Lawrence Berkeley National Laboratory
GPFS HPSS Integration: Implementation Experience
- Author(s): Hazen, Damian
- et al.
In 2005 NERSC and IBM Global Services Federal began work to develop an integrated HSM solution using the GPFS file system and the HPSS hierarchical storage system. It was foreseen that this solution would play a key role in data management at NERSC, and fill a market niche for IBM. As with many large and complex software projects, there were a number of unforeseen difficulties encountered during implementation. As the effort progressed, it became apparent that DMAPI alone could not be used to tie two distributed, high performance systems together without serious impact on performance.

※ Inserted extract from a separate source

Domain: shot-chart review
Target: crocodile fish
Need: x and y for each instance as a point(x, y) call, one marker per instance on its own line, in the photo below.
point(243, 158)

This document discusses the evolution of the development effort, from one which attempted to synchronize the GPFS and HPSS name spaces relying solely on GPFS?s implementation of the DMAPI specification, to one with a more traditional HSM functionality that had no synchronized namespace in HPSS, and finally to an effort, still underway, which will provide traditional HSM functionality, but requires features from the GPFS Information Lifecycle Management (ILM) to fully achieve this goal in a way which is scalable and meets the needs of sites with aggressive performance requirements. The last approach makes concessions to portability by using file system features such as ILM and snapshotting in order to achieve a scalable design.